At 5:45 p.m. on Thursday, June 17, 1943, New Orleans police patrolman John Licali fatally shot 29-year-old Felton Robinson, an unemployed presser. A few minutes earlier, a neighbor had heard a disturbance in the backyard of Robinson's Loyola Street home and had alerted the Twelfth Precinct police station, which dispatched officers Licali and Emile Eskine to investigate. When they arrived, however, they found no signs of disorder.

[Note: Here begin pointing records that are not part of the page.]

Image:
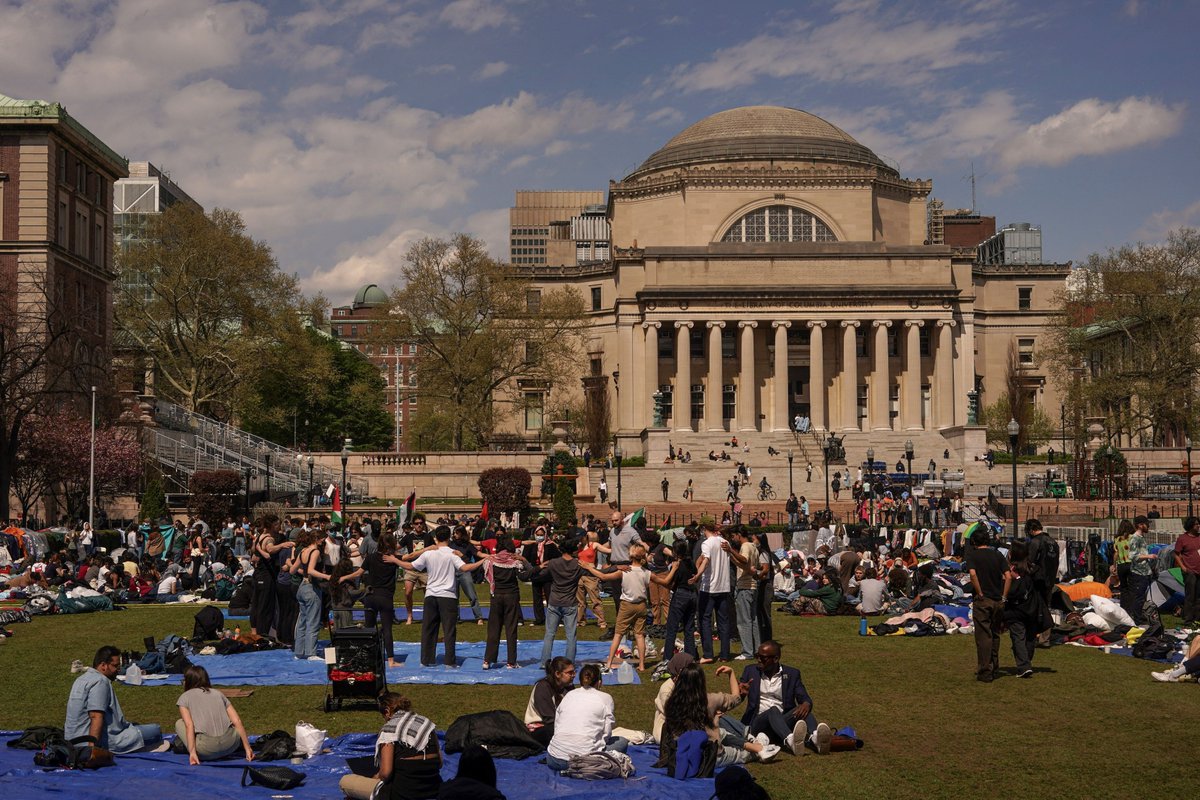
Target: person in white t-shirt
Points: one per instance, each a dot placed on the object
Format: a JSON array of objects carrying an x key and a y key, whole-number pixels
[
  {"x": 441, "y": 566},
  {"x": 713, "y": 576}
]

The policemen asked “was there any trouble,” and Robinson answered “no” and invited the officers to come to the back of the small house and “see my wife.” Veola Robinson, who was casually ironing clothes, explained that she and her husband (both of whom were African-American) had argued a short time earlier about purchasing an automobile. Felton Robinson, the woman added, suffered from “spells” and the effects of a “nervous breakdown,” and he had been “cursing and getting boisterous,” prompting the neighbor to summon the police. But the argument had quickly subsided. Licali and Eskine found Robinson to be quiet and peaceful, and the officers, persuaded that the minor domestic quarrel had ended, left the house. As Eskine entered the patrol car, Licali, a few steps behind his partner, turned to Robinson and admonished him “to keep quiet [because] if he talked loud again some of the neighbors might think he is fighting with his wife and call the police again, and they would have to come back again.” Then, according to the officers' report, “without provocation Felton Robinson suddenly attacked Patrolman John Licali,” grabbing the policeman's right arm, dragging him back into the house, hurling him to the floor, and throwing a glass bowl at him. When Robinson “went to the dresser and opened a drawer,” Licali believed that the violent, deranged man was securing a weapon, and the policeman drew his .38 caliber service revolver and fired three shots. In his report, Licali explained that he “was forced to shoot Felton Robinson in defense of his own life.”